My experience in Deptford has been that of an architect (designer), facilitator, activist and now ‘planner’ as the community develops a Neighbourhood Plan. It is through the legislation of the 2011 Localism Act that a community of local citizens now wants to reclaim some of the power that affects the decision making on the future of Deptford.
This shift from resistance to planning has arrived following the failure of campaigns and the marginalisation of a community’s voice over the development of their neighbourhood. My personal role has been to articulate an alternative development plan on behalf of local stakeholders. However this proposal has fallen on deaf ears, as adopting changes this late in the process would be prohibitively expensive for the developer and a headache for a Labour council determined to build. Essentially the resistance came too late, as key planning and policy decisions were made in 2007 – before any spatial configurations had been proposed. This incoherent process is consistent with nearly all major development, regeneration or gentrifying schemes across London.
A community’s hopes of power and influence now lies in the hands of the Localism Act, an austerity driven ideology utilising voluntary labour to provide a public service. Despite this there is radical potential waiting to be unlocked; allowing communities the right to build, manage and plan within a defined territory.

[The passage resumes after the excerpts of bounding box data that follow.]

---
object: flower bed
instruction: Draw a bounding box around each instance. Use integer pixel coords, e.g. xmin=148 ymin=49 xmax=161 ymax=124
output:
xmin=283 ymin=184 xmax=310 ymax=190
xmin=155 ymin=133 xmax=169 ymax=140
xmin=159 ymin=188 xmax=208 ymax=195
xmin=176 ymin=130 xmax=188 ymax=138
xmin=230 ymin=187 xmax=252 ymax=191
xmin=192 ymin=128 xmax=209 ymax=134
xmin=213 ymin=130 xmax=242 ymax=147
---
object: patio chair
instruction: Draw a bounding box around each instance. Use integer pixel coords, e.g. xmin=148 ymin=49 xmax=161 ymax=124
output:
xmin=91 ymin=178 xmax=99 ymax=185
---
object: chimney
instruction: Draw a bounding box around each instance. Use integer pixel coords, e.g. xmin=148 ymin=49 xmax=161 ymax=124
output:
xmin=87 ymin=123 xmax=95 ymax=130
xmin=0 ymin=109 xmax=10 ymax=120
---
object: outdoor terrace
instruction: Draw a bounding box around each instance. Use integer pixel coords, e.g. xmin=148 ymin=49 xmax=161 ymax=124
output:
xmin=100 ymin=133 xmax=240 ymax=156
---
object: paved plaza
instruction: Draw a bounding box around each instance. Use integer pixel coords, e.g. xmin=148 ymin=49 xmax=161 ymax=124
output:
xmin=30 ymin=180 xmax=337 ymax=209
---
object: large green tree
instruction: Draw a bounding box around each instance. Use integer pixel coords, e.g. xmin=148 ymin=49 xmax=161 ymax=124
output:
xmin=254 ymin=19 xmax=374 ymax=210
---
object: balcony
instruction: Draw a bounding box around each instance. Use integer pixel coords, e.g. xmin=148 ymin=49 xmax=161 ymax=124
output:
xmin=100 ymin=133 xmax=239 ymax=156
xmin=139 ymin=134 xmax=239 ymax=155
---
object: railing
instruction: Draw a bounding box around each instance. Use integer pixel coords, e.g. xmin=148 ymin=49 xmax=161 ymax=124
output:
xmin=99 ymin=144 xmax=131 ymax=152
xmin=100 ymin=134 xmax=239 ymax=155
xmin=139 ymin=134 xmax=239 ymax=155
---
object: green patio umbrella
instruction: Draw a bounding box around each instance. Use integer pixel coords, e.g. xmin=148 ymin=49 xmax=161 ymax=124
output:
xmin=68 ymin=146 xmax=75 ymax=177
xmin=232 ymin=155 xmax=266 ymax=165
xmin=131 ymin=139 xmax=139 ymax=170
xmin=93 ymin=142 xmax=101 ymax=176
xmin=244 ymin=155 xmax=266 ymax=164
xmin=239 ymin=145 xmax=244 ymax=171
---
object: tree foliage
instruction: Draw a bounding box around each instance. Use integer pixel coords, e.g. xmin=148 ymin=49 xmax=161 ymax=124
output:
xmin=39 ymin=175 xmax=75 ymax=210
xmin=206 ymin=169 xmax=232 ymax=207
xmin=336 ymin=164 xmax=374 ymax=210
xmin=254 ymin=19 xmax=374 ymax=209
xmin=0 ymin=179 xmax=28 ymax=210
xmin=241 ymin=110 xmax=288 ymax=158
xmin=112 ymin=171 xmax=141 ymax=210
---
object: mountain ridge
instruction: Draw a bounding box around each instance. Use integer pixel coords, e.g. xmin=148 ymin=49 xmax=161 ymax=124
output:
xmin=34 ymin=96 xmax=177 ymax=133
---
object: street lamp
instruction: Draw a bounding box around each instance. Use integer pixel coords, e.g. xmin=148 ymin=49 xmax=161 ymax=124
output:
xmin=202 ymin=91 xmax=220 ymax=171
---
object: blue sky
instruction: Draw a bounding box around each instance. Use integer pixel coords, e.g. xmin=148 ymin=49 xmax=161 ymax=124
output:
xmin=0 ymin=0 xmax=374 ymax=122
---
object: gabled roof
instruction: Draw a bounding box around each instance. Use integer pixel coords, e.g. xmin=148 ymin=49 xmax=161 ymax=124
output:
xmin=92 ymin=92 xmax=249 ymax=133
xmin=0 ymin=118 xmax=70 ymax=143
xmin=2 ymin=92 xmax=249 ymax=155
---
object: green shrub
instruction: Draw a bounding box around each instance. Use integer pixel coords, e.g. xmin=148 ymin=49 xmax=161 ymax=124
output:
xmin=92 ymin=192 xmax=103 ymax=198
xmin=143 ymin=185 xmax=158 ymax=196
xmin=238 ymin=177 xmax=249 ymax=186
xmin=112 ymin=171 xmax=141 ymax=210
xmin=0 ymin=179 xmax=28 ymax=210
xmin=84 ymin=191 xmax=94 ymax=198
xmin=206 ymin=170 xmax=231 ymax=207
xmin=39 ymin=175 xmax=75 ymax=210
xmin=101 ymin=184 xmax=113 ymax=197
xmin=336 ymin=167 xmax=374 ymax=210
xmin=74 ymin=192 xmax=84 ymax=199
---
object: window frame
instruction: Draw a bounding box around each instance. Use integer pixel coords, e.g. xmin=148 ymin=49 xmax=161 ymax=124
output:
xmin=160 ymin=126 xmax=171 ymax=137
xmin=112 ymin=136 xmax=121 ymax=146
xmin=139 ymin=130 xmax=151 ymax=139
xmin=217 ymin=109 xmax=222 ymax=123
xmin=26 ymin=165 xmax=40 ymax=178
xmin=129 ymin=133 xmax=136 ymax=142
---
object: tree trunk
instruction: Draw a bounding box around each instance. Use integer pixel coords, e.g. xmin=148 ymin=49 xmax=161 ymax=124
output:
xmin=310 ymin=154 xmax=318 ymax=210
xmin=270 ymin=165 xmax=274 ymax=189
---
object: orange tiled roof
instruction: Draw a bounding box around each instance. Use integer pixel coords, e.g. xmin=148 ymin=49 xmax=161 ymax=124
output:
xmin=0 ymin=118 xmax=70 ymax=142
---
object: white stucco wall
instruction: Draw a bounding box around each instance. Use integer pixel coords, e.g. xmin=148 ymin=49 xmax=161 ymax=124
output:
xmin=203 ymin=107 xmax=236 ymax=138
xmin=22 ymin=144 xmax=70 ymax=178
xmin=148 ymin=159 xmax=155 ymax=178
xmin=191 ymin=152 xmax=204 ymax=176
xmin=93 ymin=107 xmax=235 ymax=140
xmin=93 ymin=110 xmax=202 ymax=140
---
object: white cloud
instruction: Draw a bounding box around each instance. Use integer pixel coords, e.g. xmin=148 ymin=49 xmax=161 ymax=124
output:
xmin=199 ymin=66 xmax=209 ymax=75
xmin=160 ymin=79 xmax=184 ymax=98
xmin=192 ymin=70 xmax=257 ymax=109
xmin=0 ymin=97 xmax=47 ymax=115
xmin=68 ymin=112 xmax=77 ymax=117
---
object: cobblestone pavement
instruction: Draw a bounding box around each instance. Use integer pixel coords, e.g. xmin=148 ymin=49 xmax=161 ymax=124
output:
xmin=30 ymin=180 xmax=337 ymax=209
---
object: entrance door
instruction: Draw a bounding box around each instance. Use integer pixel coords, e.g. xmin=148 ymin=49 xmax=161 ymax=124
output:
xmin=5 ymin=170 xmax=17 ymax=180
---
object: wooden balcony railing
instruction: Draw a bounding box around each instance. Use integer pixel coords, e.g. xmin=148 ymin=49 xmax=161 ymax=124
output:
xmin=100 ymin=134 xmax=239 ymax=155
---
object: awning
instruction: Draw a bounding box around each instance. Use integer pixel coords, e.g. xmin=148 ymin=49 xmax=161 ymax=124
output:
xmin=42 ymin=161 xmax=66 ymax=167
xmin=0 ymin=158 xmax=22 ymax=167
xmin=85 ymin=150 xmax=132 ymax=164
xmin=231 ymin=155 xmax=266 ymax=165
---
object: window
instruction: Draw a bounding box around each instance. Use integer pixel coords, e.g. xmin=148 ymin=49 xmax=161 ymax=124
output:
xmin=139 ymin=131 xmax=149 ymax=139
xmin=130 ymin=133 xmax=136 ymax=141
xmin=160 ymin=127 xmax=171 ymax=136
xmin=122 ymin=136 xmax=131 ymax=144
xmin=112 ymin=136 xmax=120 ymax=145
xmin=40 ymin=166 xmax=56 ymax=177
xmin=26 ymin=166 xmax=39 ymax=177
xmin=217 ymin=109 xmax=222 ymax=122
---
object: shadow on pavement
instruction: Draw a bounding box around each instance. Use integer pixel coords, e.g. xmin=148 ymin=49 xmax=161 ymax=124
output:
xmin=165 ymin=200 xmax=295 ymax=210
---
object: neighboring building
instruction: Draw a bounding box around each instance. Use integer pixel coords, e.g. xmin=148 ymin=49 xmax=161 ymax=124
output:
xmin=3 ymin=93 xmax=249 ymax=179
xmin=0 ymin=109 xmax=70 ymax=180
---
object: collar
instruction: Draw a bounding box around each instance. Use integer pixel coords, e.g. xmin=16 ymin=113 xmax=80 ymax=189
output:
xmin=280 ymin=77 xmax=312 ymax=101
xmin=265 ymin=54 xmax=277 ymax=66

This is a process where the odds of success are stacked against communities (intentionally so), as voluntary organisations always struggle with work capacity and fatigue, as well as a distinct lack of planning expertise within these neighbourhood forums. Despite this, I am still overwhelmingly optimistic about finding the voice of local communities in key decision-making and the development of a new paradigm in community-driven planning.
The latest involvement of public works is Trade Deptford; a collaborative art project with Deptford Neighbourhood Action (Forum) and Assembly (artist collective). Though the creation of a physical forum and the hosting of public events in this arena, we are beginning to build evidence for new community-driven legislation. Whilst no projects are completely democratic or participatory our project offers a chance for local opinion to become political. Our concern now is to turn this voice into legislation – and to allow the design of our built environment to be political in the future to come.